Britain’s education secretary has reversed a decision over how to grade this year’s school exams in England, rejecting the grading system that had replaced the tests cancelled because of the ongoing CCP virus pandemic.
On Monday, the government shelved a mathematical model used by exam regulator Ofqual to moderate and standardize the student grade predictions, called Centre Assessed Grades (CAGs), that were made and submitted to Ofqual by teachers.
The government has now reverted to only using the CAGs submitted by teachers to award exam results.
Education Secretary Gavin Williamson said that the government had acted after realizing that exam results had been skewed by the “too many anomalies” behind the algorithm used in the Ofqual grading system.
Ofqual had developed the contingency grading system to manage results when exams were canceled due to school and college closures in the lockdown triggered by the CCP (Chinese Communist Party) virus, commonly known as novel coronavirus.
Announced in April, the grading system used an algorithm meant to produce fair grades that were overall in line with previous years’ results.
The Ofqual model’s algorithm, however, had lowered results for almost 40 percent of students taking their main school-leaving exams.
University places depend on the results, but many students found their grades had been downgraded by the algorithm, meaning many failed to meet their provisional offers.
Students hold placards as they protest outside Codsall Community High School to demonstrate against the downgrading of A-level results near Wolverhampton, central England, on Aug.17, 2020. (Paul Ellis/AFP via Getty Images)
The government reversal came after days of criticism of the algorithm from students, teachers, and lawmakers, and from Prime Minister Boris Johnson’s own ruling Conservative Party as well as from the opposition.
“The Tories’ [Conservatives] handling of these results sums up their handling of this pandemic: incompetent,” opposition Labour Party leader Keir Starmer wrote on Twitter.
Johnson and Williamson received further criticism in the British media on Tuesday after what the papers described as a “humiliating” U-turn, which days earlier the government had ruled out.
Williamson told Sky News, however, that the government had done what was “the right thing to do.”
“When it was clear that the system wasn’t delivering what we believed, and what we’d been assured that it would do, and the fairness that we all expect it to deliver … then further action had to be taken; that’s what I did,” he said.
The government announcement parallels and comes on the same day as a statement from Ofqual Chair Roger Taylor.
“The pandemic has created circumstances no one could have ever imagined or wished for,” he said.
“We want to now take steps to remove as much stress and uncertainty for young people as possible—and to free up heads and teachers to work towards the important task of getting all schools open in two weeks.”
Taylor also said he appreciated that “real anguish” had been caused, that public confidence in exam qualifications had been damaged, and that it was “incorrect” to have burdened teachers with appeals against lowered grades as the new September term loomed.
“For all of that, we are extremely sorry,” he said.
Williamson also apologized.
“We worked with Ofqual to construct the fairest possible model, but it is clear that the process of allocating grades has resulted in more inconsistency and unfairness than can be reasonably resolved through an appeals process,” he said in a statement.
“I am sorry for the distress this has caused young people and their parents but hope this announcement will now provide the certainty and reassurance they deserve.”

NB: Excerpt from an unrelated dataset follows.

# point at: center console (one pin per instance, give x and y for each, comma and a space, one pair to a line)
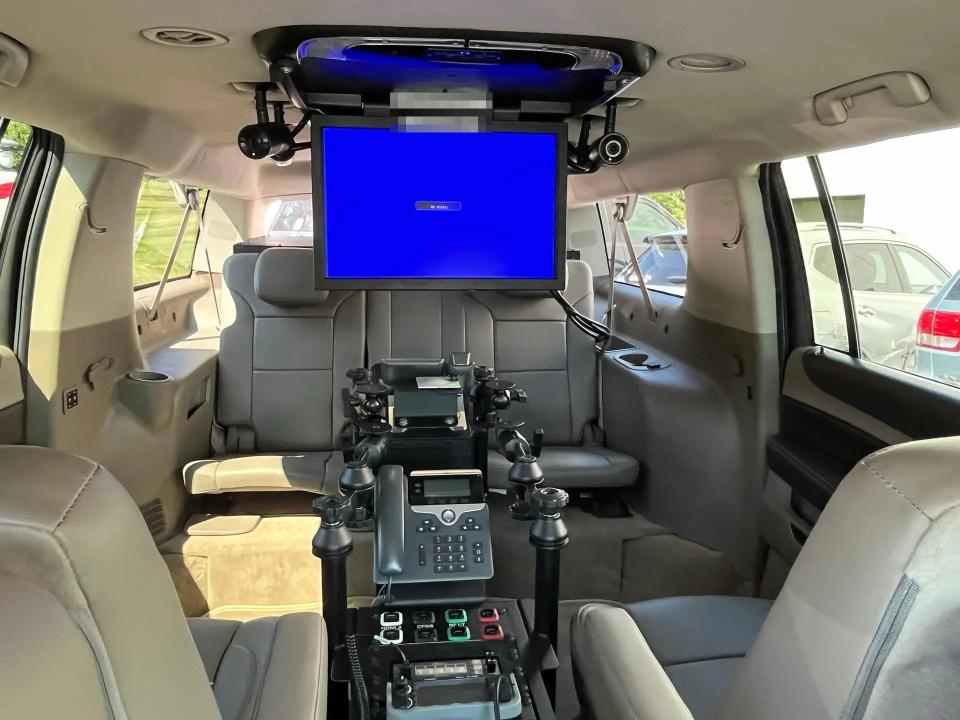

A snap opinion poll published on Monday showed 75 percent of respondents thought the government had handled the situation badly and 40 percent thought Williamson should resign. He said he would not quit.
Pressure on Universities
The change, however, puts pressure on universities, as more students have obtained the grades needed to get into their first-choice institution.
The government said they are setting a “clear expectation that they [universities] honor all offers made and met,” and Williamson said the government was working on how to boost their capacity.
The government statement explained that grades awarded by the Ofqual grading system could still stand if they were higher than the CAG grade submitted by teachers, which the revised awards will reflect.
“This will cause challenges at this late stage in the admissions process—capacity, staffing, placements, and facilities—particularly with the social distance measures in place,” Universities UK, the body which represents the sector, said.
The government said it recognized the move to CAGs would have implications for students and universities and intends to “remove student number controls” in a bid to put student interests first and remove obstacles to their progress.
Universities Minister Michelle Donelan will lead a new task force, working with education groups, “to ensure students can progress to the next stage of their education,” the government said.
The government’s decision refers only to England. Scotland faced a similar situation and changed its policy last week, and Wales and Northern Ireland have also dropped the algorithm method, which factored in the past performance of the schools overall.